# Need help identifying bike's date of manufacture from fork numbers



## Paddbear (Jul 10, 2013)

I have a vintage Schwinn fork, supposedly from a 1970 Tandem, but want to check for sure as I got it off eBay. I read somewhere (but for the life of me, can not find it again) that the numbers stamped into the inside of the fork also indicate the date of manufacture. Is this true? If so, can anyone tell me what date 9+7 would be?


----------



## GTs58 (Jul 10, 2013)

The stamping in the fork is the fork date code. With those numbers your fork could be Sept. 1967, 1977 or possibly a 1957 forging. To decifer what decade the color, darts etc. may help in figuring it out. Also, the steertube ID will be smaller on a 1966 and later fork.


----------



## Paddbear (Jul 10, 2013)

The color is a blue green (maybe?) - see photo. There are no darts, etc. on it, but it does have a separate chrome crown, if that helps. And it fits a 26" bike with S-7 wheels.


----------



## GenuineRides (Jul 10, 2013)

With straight drop outs like you show, should be sept. 1967 fork
GenuineRides


----------



## Paddbear (Jul 10, 2013)

Interesting. Thank you.


----------



## GTs58 (Jul 10, 2013)

I agree with the 1967 assessment. That looks like the early Sky Blue which is lighter in color than the Sky Blue color of the 70's. My SB 69 Tandem fork looks the same as yours and it should have a dropout that will take a 3/8" axle.


----------



## Paddbear (Jul 10, 2013)

Yes, it does take a 3/8" axle. It is also a lighter blue than older Schwinns I've seen. Thanks for all of the help!


----------



## GTs58 (Jul 10, 2013)

Are you building up a Tandem? I still have a few parts from my 69 Deluxe hanging around.


----------



## Paddbear (Jul 10, 2013)

No. This was listed on eBay as fitting a S-2 wheel sized Schwinn, so I bought it to fit mine. Turns out it wasn't and it had a no return policy so I'm relisting it on eBay myself. Only I want to provide accurate info!


----------



## GTs58 (Jul 10, 2013)

There shouldn't be a problem with getting an S2 in that fork.
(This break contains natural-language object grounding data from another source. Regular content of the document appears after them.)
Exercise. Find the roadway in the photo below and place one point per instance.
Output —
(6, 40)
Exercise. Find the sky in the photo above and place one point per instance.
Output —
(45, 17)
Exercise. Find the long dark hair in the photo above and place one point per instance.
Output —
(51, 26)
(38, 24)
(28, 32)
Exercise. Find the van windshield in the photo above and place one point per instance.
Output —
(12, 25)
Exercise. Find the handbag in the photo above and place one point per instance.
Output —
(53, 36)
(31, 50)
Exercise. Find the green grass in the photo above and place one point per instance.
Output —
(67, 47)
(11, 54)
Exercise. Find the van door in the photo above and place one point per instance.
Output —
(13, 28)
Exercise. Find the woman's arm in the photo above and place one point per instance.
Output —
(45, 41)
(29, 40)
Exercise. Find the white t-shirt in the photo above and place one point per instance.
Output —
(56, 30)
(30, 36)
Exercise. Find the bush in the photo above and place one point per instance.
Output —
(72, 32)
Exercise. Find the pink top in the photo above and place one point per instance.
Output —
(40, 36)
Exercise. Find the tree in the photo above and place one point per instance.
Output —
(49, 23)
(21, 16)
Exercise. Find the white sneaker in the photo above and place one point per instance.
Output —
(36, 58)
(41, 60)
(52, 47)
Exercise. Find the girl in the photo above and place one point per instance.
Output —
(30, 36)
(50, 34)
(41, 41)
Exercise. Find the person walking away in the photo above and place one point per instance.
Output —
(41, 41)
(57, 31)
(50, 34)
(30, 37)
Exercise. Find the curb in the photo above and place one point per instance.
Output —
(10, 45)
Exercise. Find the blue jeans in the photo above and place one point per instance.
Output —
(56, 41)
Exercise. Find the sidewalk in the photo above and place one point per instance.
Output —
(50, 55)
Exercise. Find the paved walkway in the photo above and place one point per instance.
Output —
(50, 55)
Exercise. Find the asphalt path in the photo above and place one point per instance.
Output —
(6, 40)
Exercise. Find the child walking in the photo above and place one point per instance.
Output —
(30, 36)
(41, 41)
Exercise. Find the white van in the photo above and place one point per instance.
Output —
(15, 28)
The late 70's Cruisers used basically the same size fork. I see a brake caliper in your picture, the S7 caliper is just a tad short for a balloon rim though. What was you intended application?


----------



## Rivnut (Jul 10, 2013)

Paddbear said:


> but it does have a separate chrome crown, if that helps. And it fits a 26" bike with S-7 wheels.
> 
> View attachment 104092




The crown just slips off.  If you're going to sell the fork on ebay, slip the crown off and sell it separately.  If it's in especially good shape, it could be worth at least as much as the fork.


----------



## Paddbear (Jul 11, 2013)

Yes, it was to go on a coaster balloon bike with fenders. It was mostly the brake that was the problem. I just solved the brake problem by buying another vintage Schwinn (sort of - an '85 Caliente) with brakes!


----------